PROJECT SUMMARY
Opportunistic fungal infection of immune-compromised individuals is an escalating world health problem.
Recent lethal outbreaks of multi drug-resistant Candida auris in hospitals and the rise of drug resistance in
normally benign commensal fungi like C. glabrata highlight the severity of the problem. Current treatment
options for fungal infections are limited to a few antifungal drug classes that are becoming increasingly
ineffective. There is a pressing need for new molecular targets for antifungal development to deal with drug-
resistant pathogens. This project will characterize a newly identified C. albicans virulence and drug resistance
factor, the Cdc14 protein phosphatase. Our recent work has uncovered novel roles for C. albicans Cdc14 in
regulating cell wall integrity, septation, echinocandin sensitivity, and hyphal development, all processes tied to
virulence. Importantly, even modest reduction in Cdc14 activity level severely compromises virulence in a
mouse model of invasive candidiasis. In contrast, Cdc14 is dispensable for normal development, growth, and
cell division in animals. Cdc14 is highly conserved in fungi and its unique and strict active site specificity
implies that development of potent and highly selective inhibitors should be achievable, something that has
been challenging with other protein phosphatases. Our overall objective is to characterize the mechanisms by
which Cdc14 regulates virulence-associated biological processes in C. albicans.

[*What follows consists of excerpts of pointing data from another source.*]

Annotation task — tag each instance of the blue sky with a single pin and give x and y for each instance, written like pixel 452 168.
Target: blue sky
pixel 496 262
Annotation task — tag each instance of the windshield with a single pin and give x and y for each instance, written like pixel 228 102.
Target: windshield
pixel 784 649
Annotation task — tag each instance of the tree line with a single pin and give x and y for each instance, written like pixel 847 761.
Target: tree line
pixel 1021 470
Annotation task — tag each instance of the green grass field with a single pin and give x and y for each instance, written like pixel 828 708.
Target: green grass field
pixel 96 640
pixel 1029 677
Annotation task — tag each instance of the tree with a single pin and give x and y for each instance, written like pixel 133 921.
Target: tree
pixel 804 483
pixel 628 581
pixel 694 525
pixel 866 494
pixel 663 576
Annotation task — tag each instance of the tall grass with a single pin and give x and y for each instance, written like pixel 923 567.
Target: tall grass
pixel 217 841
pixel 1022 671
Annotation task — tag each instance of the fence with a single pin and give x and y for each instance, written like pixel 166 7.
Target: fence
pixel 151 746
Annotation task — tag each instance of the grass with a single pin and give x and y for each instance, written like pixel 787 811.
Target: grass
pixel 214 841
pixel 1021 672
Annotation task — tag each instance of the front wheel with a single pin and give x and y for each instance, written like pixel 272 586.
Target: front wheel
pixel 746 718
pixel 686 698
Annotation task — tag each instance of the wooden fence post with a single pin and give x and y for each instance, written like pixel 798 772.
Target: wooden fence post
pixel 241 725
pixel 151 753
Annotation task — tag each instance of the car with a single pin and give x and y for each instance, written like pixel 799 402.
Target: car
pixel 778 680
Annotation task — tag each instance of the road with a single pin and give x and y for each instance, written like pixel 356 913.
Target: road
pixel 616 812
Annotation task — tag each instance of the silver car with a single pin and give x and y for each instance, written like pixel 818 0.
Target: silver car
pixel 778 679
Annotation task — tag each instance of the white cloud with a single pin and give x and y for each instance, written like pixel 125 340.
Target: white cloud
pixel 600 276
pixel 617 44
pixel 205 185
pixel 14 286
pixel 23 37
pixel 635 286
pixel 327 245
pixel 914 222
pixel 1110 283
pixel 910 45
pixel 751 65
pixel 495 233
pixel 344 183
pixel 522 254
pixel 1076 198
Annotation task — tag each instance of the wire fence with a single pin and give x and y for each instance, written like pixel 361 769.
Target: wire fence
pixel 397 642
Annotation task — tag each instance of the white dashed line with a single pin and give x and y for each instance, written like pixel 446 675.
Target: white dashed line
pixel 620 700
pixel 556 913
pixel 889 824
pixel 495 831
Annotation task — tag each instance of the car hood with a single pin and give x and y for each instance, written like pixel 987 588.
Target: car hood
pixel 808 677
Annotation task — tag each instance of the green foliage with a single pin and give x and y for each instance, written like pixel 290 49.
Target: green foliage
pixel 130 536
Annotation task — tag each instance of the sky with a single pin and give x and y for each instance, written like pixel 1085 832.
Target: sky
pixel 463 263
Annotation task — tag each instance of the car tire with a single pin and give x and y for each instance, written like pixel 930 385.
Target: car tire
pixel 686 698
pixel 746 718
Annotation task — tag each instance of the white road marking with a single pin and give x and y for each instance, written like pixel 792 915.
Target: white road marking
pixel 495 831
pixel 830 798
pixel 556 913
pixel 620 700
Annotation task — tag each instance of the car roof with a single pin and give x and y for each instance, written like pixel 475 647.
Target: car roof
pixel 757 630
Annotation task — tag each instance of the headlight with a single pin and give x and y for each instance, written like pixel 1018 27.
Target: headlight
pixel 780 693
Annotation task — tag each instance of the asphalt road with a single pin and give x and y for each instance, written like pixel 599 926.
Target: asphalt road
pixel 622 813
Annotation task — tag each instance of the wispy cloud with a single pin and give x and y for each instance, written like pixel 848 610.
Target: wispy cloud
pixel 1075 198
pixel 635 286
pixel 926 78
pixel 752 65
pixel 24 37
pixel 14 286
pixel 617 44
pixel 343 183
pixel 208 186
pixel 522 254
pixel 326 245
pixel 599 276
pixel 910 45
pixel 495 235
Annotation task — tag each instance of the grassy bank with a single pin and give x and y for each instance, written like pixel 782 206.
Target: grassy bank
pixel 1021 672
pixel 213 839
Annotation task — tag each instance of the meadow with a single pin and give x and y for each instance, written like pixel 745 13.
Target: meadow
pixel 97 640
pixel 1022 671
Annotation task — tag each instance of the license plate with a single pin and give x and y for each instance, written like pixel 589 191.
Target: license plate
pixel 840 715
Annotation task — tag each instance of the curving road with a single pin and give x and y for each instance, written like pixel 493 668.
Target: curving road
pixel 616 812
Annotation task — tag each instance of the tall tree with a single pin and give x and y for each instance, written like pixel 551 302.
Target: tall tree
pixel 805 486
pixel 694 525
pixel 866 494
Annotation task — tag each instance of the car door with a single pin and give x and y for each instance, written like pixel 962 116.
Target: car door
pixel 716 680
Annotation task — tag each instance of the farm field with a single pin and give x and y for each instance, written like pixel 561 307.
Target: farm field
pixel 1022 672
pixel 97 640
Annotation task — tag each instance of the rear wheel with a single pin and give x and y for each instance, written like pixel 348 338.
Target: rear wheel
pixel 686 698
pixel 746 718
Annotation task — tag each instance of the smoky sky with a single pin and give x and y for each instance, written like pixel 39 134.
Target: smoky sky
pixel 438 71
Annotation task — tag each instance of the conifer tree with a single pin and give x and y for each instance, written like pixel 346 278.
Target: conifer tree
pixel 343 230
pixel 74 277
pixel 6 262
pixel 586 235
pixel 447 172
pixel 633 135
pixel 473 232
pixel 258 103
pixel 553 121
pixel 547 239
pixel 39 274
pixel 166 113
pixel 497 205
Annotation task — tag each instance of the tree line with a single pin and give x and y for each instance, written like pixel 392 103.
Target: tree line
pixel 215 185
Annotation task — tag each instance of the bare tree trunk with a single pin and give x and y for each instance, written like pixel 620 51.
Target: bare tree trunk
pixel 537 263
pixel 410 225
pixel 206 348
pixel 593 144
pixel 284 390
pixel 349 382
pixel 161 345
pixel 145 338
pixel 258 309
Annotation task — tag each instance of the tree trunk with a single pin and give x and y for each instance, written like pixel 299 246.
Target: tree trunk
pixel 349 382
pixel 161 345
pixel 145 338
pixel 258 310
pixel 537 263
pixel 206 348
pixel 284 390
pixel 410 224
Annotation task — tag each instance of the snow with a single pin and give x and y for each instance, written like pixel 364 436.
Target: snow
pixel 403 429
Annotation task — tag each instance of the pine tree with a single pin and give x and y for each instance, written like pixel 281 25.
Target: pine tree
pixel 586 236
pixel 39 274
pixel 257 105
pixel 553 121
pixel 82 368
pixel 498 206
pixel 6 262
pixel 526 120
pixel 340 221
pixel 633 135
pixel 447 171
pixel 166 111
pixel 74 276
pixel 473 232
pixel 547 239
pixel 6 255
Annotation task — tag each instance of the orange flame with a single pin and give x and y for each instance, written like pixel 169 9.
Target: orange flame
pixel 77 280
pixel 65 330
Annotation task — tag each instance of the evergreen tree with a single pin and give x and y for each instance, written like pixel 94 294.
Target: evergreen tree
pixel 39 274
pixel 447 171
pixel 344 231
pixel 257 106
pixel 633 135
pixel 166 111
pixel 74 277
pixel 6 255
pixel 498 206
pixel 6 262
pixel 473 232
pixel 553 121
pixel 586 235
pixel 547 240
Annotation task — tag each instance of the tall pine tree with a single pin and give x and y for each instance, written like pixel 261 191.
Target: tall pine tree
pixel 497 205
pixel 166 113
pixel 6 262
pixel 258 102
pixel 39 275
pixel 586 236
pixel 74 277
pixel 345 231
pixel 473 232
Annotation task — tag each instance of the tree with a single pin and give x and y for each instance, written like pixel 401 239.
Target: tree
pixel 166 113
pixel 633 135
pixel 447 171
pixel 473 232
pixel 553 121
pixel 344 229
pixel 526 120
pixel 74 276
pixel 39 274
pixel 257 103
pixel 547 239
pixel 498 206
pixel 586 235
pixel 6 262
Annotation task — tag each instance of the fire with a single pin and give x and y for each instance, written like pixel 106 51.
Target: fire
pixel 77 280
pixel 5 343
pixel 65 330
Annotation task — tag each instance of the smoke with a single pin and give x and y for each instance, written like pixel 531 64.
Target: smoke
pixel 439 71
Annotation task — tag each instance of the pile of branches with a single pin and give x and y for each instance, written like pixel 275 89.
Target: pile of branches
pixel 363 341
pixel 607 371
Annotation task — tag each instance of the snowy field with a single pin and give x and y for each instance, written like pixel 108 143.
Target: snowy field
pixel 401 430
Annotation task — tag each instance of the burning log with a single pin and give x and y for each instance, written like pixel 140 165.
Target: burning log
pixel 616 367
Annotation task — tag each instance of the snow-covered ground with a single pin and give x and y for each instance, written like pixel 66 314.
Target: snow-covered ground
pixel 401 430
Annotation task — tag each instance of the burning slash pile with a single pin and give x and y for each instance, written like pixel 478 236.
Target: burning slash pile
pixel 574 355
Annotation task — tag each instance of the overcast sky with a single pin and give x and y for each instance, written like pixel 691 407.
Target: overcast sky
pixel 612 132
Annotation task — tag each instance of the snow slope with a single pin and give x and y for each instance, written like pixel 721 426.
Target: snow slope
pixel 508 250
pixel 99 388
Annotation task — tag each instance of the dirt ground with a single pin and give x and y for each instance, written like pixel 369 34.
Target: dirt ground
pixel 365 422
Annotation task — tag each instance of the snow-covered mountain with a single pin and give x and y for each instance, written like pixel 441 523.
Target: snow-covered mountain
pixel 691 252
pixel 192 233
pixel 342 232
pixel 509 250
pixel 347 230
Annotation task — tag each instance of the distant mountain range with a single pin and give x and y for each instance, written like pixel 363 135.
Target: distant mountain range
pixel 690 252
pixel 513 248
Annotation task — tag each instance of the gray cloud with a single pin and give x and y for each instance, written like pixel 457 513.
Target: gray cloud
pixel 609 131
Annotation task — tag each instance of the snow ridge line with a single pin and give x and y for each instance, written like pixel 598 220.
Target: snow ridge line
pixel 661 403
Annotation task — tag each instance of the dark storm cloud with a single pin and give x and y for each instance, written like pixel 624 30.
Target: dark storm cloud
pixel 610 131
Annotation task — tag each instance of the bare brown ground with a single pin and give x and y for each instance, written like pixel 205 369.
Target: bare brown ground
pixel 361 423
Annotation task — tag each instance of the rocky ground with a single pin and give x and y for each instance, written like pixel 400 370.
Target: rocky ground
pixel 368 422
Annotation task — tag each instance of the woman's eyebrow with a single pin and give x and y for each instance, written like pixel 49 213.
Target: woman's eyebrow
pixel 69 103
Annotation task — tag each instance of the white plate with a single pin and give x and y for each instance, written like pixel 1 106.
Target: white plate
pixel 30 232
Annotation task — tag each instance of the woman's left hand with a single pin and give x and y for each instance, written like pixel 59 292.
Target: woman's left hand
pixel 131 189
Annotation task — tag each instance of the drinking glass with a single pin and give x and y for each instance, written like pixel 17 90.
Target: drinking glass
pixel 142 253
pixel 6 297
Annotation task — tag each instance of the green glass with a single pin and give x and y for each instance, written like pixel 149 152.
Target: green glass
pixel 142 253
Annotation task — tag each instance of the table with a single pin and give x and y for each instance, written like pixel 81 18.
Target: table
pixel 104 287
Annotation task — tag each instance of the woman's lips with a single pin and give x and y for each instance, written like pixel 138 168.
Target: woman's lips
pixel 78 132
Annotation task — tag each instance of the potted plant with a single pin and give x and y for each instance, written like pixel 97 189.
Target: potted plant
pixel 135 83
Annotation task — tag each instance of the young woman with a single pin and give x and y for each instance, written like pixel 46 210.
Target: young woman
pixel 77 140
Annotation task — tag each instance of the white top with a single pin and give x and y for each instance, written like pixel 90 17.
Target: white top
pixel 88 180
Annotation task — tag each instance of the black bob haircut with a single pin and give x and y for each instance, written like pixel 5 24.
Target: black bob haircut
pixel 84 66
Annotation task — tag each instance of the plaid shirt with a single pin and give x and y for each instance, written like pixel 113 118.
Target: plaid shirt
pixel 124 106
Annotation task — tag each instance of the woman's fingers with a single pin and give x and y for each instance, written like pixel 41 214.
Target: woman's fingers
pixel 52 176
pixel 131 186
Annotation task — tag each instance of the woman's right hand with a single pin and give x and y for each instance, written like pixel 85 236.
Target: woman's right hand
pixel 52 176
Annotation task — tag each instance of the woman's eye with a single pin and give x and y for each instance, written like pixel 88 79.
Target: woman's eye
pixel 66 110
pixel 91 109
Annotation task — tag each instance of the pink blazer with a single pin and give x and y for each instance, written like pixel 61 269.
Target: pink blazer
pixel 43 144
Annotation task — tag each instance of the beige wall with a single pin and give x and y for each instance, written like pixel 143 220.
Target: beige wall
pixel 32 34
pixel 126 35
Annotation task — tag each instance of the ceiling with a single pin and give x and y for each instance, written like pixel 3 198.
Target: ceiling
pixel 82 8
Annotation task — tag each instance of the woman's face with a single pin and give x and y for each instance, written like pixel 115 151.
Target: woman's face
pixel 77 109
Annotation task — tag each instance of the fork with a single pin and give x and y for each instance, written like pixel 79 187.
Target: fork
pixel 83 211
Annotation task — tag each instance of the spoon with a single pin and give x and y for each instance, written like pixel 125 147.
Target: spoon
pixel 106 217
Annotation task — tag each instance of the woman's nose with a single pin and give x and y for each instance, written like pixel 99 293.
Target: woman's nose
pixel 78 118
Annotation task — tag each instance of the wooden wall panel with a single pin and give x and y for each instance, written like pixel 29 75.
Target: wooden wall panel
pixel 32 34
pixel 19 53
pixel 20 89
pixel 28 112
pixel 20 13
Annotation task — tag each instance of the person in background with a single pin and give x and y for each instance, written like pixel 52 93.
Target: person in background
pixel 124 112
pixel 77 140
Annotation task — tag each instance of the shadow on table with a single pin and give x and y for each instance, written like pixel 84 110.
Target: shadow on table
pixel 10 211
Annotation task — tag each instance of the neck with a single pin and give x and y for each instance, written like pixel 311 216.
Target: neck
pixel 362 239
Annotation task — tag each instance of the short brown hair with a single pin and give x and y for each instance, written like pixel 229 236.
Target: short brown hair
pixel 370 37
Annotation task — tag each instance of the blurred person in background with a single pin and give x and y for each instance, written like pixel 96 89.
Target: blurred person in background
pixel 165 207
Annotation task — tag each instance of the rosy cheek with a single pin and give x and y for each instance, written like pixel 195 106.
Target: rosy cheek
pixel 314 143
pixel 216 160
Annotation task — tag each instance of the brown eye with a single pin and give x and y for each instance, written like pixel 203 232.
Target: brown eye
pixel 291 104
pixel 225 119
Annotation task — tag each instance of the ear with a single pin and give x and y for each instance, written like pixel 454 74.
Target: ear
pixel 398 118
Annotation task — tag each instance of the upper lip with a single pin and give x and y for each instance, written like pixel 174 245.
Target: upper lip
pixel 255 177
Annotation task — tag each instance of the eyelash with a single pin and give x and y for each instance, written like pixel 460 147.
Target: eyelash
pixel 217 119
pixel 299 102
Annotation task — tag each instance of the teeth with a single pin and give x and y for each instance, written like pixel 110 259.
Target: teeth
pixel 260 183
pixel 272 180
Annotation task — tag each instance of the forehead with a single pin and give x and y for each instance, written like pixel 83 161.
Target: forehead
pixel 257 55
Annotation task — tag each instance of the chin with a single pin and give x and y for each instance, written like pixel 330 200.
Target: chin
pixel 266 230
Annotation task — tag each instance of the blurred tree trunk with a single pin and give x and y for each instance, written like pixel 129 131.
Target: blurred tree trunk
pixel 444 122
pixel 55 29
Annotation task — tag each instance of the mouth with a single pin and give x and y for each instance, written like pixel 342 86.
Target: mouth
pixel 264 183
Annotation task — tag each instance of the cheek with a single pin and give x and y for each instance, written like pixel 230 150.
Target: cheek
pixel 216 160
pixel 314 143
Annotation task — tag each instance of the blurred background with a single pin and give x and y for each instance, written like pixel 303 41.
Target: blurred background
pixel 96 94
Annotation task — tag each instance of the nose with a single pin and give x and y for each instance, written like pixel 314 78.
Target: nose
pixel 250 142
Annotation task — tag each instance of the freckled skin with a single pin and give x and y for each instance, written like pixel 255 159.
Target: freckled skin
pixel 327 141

In Aim 1 we will characterize
Cdc14 regulation of cell wall integrity and septation. In Aim 2 we will characterize Cdc14 regulation of hyphal
initiation and maintenance. In Aim 3 we will characterize the mechanisms by which Cdc14 itself is regulated by
cell wall stress and hypha-inducing signals. In Aims 1 and 2 we will employ unbiased omics approaches to
identify the relevant substrates of Cdc14 and the transcriptional circuits under Cdc14 control. In Aim 1 we will
directly characterize the cell wall defects arising from Cdc14-deficiency. We will also test specific models for
Cdc14 function in promoting cell wall integrity and hyphal initiation in Aims 1 and 2, respectively. In Aim 3 we
will focus on phosphoregulation of the disordered Cdc14 C-terminal tail, which is a hub for integration of
regulatory signals in model fungi. We will use quantitative phosphoproteomics to understand the dynamic
phosphorylation of C. albicans Cdc14 during cell wall stress, cytokinesis/septation, and initiation of hyphal
differentiation. All three aims will conclude with structure-function analyses using biochemical, cell biological,
and waxworm and mouse infection assays to characterize the physiological significance of Cdc14 function and
phosphoregulation, including the importance for pathogenesis. Collectively, the results will define the molecular
mechanisms by which Cdc14 promotes several virulence-related biological processes that will be useful in
assessing its future potential as an antifungal target. The identification of Cdc14 substrates and effectors may
provide additional candidate antifungal targets. The high conservation of Cdc14 structure, activity, and
specificity across the fungal kingdom implies the results will be relevant to many other fungal pathogens.